When they arrived less than ten minutes later, my father rolled down the lorry window and stared up the long and steep path that led to the cottage where he and his two sisters were born. The land Aunt Hannah sold before she went into the City Home. My father could not really see the path against the summer bushes and the weeds, but he went on staring up there for a while before he turned to the lorry driver
and said he’d had his fill of it. He’d had his fill of it for a long, long time. Then he asked the lorry driver if he’d mind driving him back to the Junction, which was fifteen or so miles away. The lorry driver’s destination was Tipperary town. So no trouble at all. Sure the Junction’s on the way.

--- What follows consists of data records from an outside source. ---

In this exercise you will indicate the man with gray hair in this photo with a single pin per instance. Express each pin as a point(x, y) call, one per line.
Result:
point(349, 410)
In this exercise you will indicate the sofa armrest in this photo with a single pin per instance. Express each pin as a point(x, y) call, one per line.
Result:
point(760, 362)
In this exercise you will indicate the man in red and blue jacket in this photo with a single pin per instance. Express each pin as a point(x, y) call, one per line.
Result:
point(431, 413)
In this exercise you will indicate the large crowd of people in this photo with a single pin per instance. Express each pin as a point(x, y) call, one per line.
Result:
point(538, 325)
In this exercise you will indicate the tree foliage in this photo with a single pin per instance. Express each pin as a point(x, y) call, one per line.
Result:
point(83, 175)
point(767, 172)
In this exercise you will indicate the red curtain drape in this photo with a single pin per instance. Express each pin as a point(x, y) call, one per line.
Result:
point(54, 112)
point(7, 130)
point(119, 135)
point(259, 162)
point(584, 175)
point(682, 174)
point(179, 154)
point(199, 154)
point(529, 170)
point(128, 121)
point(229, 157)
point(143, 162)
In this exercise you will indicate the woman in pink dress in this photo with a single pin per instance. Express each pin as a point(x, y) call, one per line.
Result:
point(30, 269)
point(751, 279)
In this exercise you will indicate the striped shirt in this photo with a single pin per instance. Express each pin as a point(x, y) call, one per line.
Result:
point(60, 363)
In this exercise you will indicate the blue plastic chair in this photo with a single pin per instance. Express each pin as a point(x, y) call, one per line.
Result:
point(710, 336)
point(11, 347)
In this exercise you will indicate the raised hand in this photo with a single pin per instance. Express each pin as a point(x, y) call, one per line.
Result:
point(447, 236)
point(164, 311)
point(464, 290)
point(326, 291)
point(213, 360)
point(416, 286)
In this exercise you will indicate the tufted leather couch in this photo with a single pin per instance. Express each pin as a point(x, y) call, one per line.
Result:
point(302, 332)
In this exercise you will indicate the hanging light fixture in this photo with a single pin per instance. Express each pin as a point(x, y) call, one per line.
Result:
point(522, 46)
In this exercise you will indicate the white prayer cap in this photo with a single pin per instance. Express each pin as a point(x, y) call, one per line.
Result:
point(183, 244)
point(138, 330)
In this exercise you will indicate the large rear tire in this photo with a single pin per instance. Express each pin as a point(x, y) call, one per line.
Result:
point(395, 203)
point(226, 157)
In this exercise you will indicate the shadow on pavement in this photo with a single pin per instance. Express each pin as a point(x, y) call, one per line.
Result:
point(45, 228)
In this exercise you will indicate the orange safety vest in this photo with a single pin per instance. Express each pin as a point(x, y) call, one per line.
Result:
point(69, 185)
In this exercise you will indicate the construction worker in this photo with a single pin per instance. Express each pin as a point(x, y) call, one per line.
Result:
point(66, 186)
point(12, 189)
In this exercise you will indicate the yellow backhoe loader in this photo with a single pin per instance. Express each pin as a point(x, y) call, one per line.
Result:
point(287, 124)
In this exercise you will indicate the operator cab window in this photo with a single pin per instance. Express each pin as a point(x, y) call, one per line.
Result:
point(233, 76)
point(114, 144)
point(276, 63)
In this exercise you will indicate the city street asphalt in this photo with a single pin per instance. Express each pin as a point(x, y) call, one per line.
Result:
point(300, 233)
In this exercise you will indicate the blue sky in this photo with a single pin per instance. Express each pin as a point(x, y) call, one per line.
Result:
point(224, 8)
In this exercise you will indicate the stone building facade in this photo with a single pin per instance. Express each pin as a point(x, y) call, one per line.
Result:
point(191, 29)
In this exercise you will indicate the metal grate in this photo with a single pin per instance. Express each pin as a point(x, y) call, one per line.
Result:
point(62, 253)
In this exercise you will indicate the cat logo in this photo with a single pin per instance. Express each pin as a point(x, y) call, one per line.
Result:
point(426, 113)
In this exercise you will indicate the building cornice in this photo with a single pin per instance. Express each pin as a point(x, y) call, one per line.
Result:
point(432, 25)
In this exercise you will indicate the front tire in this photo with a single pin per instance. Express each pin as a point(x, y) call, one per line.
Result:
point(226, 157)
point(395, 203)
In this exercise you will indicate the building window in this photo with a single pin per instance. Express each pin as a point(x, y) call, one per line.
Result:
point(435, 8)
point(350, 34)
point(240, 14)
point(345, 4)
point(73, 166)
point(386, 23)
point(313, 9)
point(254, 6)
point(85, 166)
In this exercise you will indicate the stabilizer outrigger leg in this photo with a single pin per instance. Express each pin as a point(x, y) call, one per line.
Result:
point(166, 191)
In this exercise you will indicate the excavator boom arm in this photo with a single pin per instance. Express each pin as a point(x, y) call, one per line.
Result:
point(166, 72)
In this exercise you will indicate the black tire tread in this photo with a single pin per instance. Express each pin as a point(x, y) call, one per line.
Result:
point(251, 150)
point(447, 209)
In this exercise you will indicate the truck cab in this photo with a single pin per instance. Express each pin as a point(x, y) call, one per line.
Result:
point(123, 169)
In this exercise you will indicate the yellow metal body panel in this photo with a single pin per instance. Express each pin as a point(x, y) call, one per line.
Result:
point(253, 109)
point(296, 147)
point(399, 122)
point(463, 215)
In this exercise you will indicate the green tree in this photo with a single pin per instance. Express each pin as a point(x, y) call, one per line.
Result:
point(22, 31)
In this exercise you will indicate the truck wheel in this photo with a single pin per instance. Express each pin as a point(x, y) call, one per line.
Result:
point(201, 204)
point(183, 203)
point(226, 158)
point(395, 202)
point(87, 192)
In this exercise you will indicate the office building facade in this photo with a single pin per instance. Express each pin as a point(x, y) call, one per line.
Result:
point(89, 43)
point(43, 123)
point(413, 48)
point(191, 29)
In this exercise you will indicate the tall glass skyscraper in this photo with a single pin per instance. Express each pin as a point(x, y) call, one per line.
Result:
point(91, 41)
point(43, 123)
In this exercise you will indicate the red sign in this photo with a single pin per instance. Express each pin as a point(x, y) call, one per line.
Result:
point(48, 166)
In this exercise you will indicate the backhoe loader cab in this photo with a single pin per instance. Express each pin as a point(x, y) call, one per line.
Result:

The lorry driver left my father off in the Junction car park. My father took his wallet from his back pants pocket and handed ten euros to the lorry driver, who took it after some pestering, though he later offered it to Hannah, when he was telling her this. Hannah took it. If she learned anything from her parents, it was that every fucking penny matters.

My father went into the Junction. He walked down the long platform and sat on the wooden bench. Behind his head was the tourist poster of Beautiful Ireland. The one with the farmer tending his sheep on a hillside. That one because I remember it. This was one of those days when the summer feels jaded, days you can still wear short sleeves, but the nights are cool enough that you can get under the blanket and sleep like the dead, and all afternoon the lazy dust floats in the sunlight and the evening shadows are longer and darker.